CoinCheung commented 1 month ago

@JanuszL HI, what do you mean "The data split happens on the shard level" ? If I have 10 tar files, whose names are file1.tar file2.tar ..., and I have two gpus, will gpu1 only read from "file1.tar file3.tar file5.tar file7.tar file9.tar", while gpu2 only read from "file2.tar file4.tar file6.tar file8.tar file10.tar" ?

Or will both the gpus read from same tar file for the amount of samples limited by initial_fill ?

By the way, if we set initial_fill=4096, and we have 8 gpus, will each gpu maintain an internal buffer size of 4096, or 512 (which is 4096 / 8, divide by num of gpus) ?

JanuszL commented 1 month ago

HI, what do you mean "The data split happens on the shard level" ? If I have 10 tar files, whose names are file1.tar file2.tar ..., and I have two gpus, will gpu1 only read from "file1.tar file3.tar file5.tar file7.tar file9.tar", while gpu2 only read from "file2.tar file4.tar file6.tar file8.tar file10.tar" ?

The readers first index the files, calculate the number of samples (as the files don't have to have the same amount of samples inside), and then split the data between GPUs equally.

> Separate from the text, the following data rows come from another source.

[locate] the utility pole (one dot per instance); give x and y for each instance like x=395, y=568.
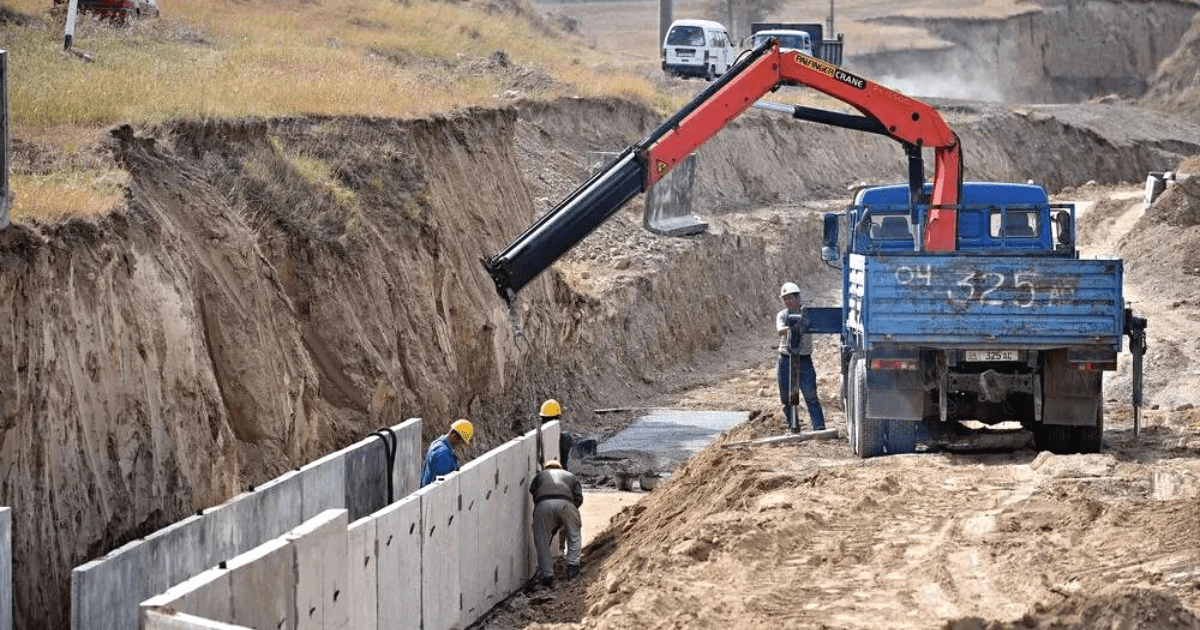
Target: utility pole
x=664, y=23
x=69, y=29
x=5, y=193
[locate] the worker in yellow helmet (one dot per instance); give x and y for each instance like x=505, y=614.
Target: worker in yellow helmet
x=442, y=459
x=557, y=496
x=550, y=412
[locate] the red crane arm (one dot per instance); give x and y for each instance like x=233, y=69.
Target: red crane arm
x=903, y=118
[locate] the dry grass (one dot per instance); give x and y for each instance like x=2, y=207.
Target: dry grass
x=67, y=193
x=232, y=59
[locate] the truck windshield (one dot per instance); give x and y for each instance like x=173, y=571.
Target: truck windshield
x=685, y=36
x=1014, y=223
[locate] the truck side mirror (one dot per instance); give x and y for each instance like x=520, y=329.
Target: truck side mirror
x=829, y=250
x=1062, y=228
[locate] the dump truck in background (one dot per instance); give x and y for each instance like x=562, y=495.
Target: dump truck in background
x=827, y=49
x=1011, y=327
x=960, y=301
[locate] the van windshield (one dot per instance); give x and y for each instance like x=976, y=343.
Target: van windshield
x=795, y=42
x=685, y=36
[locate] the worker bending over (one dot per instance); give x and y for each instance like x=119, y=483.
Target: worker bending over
x=557, y=496
x=442, y=459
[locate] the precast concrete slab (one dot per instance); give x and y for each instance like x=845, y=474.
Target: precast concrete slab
x=321, y=571
x=262, y=585
x=399, y=557
x=173, y=621
x=323, y=485
x=670, y=436
x=409, y=457
x=208, y=594
x=478, y=561
x=366, y=477
x=171, y=556
x=439, y=553
x=510, y=514
x=5, y=568
x=106, y=592
x=361, y=574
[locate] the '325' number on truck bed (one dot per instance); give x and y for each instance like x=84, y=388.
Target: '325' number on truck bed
x=989, y=288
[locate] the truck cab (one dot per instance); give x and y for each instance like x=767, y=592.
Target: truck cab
x=1009, y=327
x=789, y=40
x=697, y=48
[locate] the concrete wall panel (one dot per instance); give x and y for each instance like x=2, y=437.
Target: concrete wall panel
x=399, y=556
x=105, y=593
x=321, y=576
x=208, y=594
x=439, y=555
x=323, y=485
x=409, y=457
x=168, y=621
x=5, y=569
x=361, y=574
x=513, y=515
x=262, y=586
x=479, y=559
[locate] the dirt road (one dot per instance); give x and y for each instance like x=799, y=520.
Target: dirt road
x=809, y=537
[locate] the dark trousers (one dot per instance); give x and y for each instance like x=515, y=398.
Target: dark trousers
x=808, y=377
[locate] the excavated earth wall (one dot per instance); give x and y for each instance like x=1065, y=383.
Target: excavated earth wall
x=249, y=310
x=1051, y=52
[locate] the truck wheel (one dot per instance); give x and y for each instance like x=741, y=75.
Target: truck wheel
x=868, y=433
x=901, y=436
x=1066, y=439
x=1091, y=438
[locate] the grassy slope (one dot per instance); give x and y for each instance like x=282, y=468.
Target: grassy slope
x=268, y=58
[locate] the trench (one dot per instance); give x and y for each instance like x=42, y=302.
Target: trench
x=252, y=319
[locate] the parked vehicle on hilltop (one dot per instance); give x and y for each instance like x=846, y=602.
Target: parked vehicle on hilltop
x=120, y=10
x=789, y=40
x=697, y=48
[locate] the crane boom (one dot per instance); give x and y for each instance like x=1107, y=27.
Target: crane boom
x=912, y=123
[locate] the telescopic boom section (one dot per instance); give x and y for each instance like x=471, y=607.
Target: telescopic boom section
x=761, y=71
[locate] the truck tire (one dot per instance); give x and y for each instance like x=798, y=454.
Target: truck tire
x=901, y=436
x=1091, y=438
x=1066, y=439
x=868, y=435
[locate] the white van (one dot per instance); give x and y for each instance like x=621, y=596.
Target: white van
x=789, y=40
x=697, y=48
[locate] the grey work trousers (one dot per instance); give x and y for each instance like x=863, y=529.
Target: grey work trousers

So if the files are equal regarding the number of samples, then the first GPU gets 1-5, and the second 6-10.

By the way, if we set initial_fill=4096, and we have 8 gpus, will each gpu maintain an internal buffer size of 4096, or 512 (which is 4096 / 8, divide by num of gpus) ?

The size is per pipeline, so each DALi instance (GPU) will have 4096 sized buffer for shuffling.